Paolo Giordano schreibt in seinem Roman „Den Himmel stürmen“ über vier Jugendliche, die beim Heranwachsen einen Weg suchen, im Einklang mit Mensch, Tier und Pflanzenwelt zu leben. Mit teilweise hohem körperlichem Einsatz und dem Wissen über Zusammenhänge in der Natur streben sie nach einem unabhängigen Leben, dem entsprechend dem Titel kaum Grenzen gesetzt scheinen. Die Erzählung beginnt im Jahr 1993 als die 14-jährige Protagonistin und Ich-Erzählerin Teresa Gasparro aus Turin/Italien wie in jedem Sommer ihre Ferien auf dem Anwesen ihrer Großmutter in Apulien verbringt. Als Leser konnte ich die Geschichte der vier Freunde über die kommenden Jahre bis 2015 verfolgen.
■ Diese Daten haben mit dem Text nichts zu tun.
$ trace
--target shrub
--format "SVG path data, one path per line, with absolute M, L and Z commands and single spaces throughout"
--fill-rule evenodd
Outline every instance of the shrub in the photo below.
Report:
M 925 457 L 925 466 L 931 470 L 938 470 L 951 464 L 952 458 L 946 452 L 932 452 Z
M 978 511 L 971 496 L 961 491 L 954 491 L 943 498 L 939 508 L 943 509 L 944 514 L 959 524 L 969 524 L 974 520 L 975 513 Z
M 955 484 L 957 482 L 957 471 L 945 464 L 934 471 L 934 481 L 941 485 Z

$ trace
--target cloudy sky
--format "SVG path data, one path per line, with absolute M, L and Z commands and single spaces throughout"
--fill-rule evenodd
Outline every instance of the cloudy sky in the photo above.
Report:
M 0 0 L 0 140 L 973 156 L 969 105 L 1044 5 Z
In einer lauen Sommernacht lernt Teresa die wenig älteren Jungen Nicola, Bern und Tommaso kennen, die auf dem benachbarten Hof wohnen. Bald schon ist Teresa jeden Tag zu Gast bei den Nachbarn, hilft bei der Arbeit und verbringt dort ihre Freizeit. Sie findet hier ein Leben vor, das sich um vieles von dem Stadtleben zu Hause in Turin unterscheidet. Die vier Jugendlichen werden untereinander so vertraut, dass auch die Schamgrenze fällt und sie unbeschwerte Nähe genießen. Zu Bern fühlt sie sich ein paar Jahre später ganz besonders hingezogen. Beide entwickeln mehr als freundschaftliche Gefühle füreinander, was von den anderen Brüdern mit unterschiedlichen Empfindungen aufgenommen wird. Vorbereitungen auf einen schulischen Abschluss und einen zukünftigen Beruf bringen große Veränderungen mit sich. Eine Trennung und ein Erbe werden in den kommenden Jahren für Teresa zum Schicksal, das sie wieder nach Apulien und zu den Freunden führen wird.

Obwohl es im Roman vier Protagonisten gibt, verweilt die Handlung bei Theresa als Ich-Erzählerin und durch ihre Nähe zu Bern widmet der Autor auch ihm eine erhöhte Aufmerksamkeit. Erst aus der Retrospektive und einigen Gesprächen heraus ist es Teresa möglich von den Geheimnissen zu erfahren, die die Jungen untereinander geteilt oder auch für sich behalten haben. Ebenso haben ihre leiblichen beziehungsweise Pflegeeltern Heimlichkeiten vor ihren Söhnen gehabt. Vieles davon erfährt Teresa von Tommaso, dem jüngsten der Brüder im ersten von drei Teilen des Romans. In diesem ersten Teil beschreibt die Ich-Erzählerin die Sommer ihrer Kindheit in Apulien. Danach erfolgt ein Sprung an das Ende der Geschichte, was mir als Leser aber zunächst nicht bewusst war. Teresa hat Tommaso einen Gefallen erwiesen und erfährt im Gegenzuge einen Teil der Geschichte aus seiner Sicht. Erst hierdurch wird die tiefe Beziehung der Jungen untereinander nicht nur für Teresa sicht- und spürbar. Im zweiten und dritten Teil geschehen sehr viele unvorhersehbare Ereignisse und es treten Wendungen auf, die mich in ihren Bann zogen. Durch immer mehr Details werden zum Schluss des Buchs die aufgeworfenen Fragen beantwortet.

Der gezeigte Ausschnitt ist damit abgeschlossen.